Having been sentenced to seven months in prison and one year of prohibition from visiting public offices on November 18, 2005, he appeared before the disciplinary section of the CSM on January 13, 2006 at the request of the prosecuting attorney of the supreme court of appeal.

He has appealed to the Aquila Court of Appeal against the decision of the lower court. He has just announced that he intends to take his appeal to the European Court of Justice.

This is not an isolated instance of religious repression: debate raged in Italy in 2003 about the obligatory presence of crucifixes in public school classrooms; and another controversy surrounds the case of the president of the Muslim union, who threw a crucifix out of a window at a public hospital when the hospital refused to remove it. The general question for Italy is the imposition of the crucifix in all public places (schools, hospital, courts etc), provided for by laws or regulations dating back to the period of fascist rule, never challenged even by the Socialists when they renegotiated the concordat with the Roman Catholic church, and to which the pope Benedict XVI drew attention last August.

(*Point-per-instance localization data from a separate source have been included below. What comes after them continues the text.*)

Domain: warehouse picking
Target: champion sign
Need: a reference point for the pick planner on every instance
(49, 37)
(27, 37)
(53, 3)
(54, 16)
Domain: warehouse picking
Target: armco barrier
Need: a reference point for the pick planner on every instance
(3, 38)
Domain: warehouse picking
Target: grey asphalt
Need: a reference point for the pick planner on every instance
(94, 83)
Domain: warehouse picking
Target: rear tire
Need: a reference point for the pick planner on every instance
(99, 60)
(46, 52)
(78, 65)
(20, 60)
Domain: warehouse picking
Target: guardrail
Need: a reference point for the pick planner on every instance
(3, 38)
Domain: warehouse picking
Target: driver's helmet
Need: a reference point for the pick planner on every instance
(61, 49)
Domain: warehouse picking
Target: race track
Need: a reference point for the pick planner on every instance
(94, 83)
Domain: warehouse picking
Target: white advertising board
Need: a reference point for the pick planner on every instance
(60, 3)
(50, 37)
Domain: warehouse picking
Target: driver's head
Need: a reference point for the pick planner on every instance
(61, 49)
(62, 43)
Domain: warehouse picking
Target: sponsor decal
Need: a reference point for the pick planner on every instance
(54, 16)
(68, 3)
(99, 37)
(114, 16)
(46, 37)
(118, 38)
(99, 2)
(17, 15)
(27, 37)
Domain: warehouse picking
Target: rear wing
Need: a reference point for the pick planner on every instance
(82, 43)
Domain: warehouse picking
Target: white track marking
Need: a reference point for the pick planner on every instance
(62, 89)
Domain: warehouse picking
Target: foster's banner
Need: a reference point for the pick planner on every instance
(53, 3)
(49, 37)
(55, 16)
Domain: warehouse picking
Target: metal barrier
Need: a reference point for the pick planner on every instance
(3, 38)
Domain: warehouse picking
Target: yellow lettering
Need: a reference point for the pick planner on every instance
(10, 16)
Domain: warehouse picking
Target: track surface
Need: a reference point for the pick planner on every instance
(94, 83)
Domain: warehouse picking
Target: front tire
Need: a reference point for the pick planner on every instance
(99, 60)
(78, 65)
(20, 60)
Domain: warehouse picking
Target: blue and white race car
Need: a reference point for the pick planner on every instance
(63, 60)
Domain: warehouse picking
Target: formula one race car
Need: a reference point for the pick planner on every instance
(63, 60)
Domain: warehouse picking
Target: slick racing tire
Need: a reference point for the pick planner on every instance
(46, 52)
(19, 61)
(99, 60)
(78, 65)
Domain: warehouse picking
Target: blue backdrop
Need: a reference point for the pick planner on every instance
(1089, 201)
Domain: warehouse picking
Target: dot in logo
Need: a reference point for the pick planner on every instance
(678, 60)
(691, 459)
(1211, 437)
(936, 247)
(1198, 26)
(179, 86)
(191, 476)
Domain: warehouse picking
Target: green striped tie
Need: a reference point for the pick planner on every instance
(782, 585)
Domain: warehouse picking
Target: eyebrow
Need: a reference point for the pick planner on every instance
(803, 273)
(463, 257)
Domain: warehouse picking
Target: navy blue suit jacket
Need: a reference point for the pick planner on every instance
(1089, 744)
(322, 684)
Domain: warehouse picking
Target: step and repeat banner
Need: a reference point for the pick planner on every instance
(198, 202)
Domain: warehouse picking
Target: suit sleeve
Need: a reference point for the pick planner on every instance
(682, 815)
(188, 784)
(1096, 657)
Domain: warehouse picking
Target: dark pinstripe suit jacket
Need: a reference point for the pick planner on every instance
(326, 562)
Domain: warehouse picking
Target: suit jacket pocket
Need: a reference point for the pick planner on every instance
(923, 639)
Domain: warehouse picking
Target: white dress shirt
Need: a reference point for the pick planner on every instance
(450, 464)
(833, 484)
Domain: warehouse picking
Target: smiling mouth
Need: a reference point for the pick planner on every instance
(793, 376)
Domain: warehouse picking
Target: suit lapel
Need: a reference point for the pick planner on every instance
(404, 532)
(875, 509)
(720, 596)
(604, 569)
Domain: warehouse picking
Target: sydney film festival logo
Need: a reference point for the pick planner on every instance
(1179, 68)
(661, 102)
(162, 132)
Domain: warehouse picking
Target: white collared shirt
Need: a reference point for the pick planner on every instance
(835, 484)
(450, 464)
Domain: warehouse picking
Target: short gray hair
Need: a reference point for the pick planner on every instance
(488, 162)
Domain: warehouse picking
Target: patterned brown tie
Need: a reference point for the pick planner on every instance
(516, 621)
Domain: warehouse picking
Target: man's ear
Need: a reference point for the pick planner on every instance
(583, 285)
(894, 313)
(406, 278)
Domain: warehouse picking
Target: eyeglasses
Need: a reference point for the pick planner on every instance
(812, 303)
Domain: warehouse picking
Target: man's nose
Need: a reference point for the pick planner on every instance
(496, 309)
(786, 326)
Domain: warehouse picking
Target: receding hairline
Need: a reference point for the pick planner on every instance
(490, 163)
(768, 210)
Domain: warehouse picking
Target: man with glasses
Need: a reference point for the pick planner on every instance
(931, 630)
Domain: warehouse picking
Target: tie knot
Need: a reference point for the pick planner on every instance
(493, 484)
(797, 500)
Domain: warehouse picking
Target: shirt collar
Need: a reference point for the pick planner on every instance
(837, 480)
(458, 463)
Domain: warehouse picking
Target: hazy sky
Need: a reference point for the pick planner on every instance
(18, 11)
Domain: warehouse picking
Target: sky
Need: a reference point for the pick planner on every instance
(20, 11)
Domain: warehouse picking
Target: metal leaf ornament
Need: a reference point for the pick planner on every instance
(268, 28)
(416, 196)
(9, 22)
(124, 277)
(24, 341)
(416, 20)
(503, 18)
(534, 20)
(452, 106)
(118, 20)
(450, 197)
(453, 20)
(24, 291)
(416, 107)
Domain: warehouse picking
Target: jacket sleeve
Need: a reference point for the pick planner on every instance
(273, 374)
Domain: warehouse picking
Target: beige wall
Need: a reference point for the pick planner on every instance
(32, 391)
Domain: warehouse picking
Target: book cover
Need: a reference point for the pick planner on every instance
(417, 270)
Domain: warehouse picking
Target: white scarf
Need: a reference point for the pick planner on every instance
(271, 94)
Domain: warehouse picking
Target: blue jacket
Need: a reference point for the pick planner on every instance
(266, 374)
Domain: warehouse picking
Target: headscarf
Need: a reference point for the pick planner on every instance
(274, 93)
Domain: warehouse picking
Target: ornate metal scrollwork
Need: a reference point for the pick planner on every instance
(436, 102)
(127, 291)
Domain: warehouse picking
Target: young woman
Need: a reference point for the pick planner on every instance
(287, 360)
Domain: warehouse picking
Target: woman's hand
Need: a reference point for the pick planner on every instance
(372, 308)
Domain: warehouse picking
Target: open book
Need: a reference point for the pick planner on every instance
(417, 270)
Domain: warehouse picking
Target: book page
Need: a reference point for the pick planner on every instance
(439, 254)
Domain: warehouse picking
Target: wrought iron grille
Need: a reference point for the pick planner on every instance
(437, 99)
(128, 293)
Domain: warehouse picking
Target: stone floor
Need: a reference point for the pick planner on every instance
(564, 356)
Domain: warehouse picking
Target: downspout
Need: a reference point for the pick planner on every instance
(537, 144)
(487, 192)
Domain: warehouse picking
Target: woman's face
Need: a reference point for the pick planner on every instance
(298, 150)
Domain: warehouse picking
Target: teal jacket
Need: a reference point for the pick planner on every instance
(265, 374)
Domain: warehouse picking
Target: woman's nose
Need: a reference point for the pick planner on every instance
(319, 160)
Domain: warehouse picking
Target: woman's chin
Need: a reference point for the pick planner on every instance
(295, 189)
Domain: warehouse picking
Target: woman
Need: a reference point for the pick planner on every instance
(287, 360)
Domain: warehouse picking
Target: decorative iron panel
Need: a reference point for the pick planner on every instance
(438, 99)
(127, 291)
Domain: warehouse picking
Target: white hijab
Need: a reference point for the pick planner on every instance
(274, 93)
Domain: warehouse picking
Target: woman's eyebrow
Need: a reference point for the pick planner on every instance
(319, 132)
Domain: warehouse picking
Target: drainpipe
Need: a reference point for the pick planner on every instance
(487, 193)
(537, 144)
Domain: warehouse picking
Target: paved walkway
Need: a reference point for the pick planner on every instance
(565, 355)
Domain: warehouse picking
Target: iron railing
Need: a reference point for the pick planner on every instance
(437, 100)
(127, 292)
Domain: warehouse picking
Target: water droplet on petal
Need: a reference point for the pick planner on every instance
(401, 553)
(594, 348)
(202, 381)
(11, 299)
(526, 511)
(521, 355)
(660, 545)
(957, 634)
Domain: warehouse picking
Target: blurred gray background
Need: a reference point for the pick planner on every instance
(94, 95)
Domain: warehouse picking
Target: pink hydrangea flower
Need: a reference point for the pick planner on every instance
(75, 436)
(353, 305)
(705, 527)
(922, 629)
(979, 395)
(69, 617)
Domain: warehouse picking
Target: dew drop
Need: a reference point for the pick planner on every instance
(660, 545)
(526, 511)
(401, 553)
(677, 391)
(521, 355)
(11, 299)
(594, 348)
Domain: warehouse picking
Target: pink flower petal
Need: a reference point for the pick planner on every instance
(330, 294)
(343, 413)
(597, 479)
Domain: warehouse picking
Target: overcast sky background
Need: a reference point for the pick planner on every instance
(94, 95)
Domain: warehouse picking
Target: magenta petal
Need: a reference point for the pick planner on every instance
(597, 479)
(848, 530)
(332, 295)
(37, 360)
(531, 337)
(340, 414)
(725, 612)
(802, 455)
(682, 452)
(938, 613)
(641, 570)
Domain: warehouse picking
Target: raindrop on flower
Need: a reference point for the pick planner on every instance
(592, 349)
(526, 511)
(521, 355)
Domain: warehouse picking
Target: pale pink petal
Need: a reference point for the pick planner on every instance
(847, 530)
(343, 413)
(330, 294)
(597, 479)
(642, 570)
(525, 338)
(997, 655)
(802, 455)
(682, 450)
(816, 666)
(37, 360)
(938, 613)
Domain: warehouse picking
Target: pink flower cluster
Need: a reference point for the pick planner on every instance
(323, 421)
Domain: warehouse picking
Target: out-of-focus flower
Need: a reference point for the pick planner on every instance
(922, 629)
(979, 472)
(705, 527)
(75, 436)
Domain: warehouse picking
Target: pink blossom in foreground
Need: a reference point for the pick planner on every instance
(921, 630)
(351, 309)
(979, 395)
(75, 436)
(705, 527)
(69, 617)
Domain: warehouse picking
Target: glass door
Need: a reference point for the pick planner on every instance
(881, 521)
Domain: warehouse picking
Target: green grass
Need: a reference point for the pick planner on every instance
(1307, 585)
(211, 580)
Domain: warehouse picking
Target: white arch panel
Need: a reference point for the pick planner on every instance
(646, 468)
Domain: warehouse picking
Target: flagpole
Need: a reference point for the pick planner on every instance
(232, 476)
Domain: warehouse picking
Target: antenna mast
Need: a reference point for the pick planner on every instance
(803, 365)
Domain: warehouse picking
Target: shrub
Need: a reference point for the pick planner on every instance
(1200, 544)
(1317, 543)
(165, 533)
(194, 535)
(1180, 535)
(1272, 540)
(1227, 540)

Summary (and decoding) of the conclusions presented on 13 January, 2006 by Judge Luigi Tosti in front of the disciplinary section of the CSM

Judge Luigi Tosti considers that the imposition of crucifixes in courtrooms is a serious transgression by the State of the Italian constitution, a transgression that seriously damages its constitutional laws and assaults its dignity. He does not intend to restrict his resistance and has gone on strike for as long as the presence of a religious symbol is imposed upon him.

It was suggested to him by the representatives of the State that as a magistrate (civil servant) its statutes applied to him and that he should resign if he could not accept sitting under the conditions imposed upon him, as with any Italian Judge. He completely refuses to consider such a resignation, considering that if the State is so sure of its position then it is for him to correct it.

He intends to oppose the order for his suspension, while taking advantage of the constitutional laws and contradictions in them that imprison the Italian State.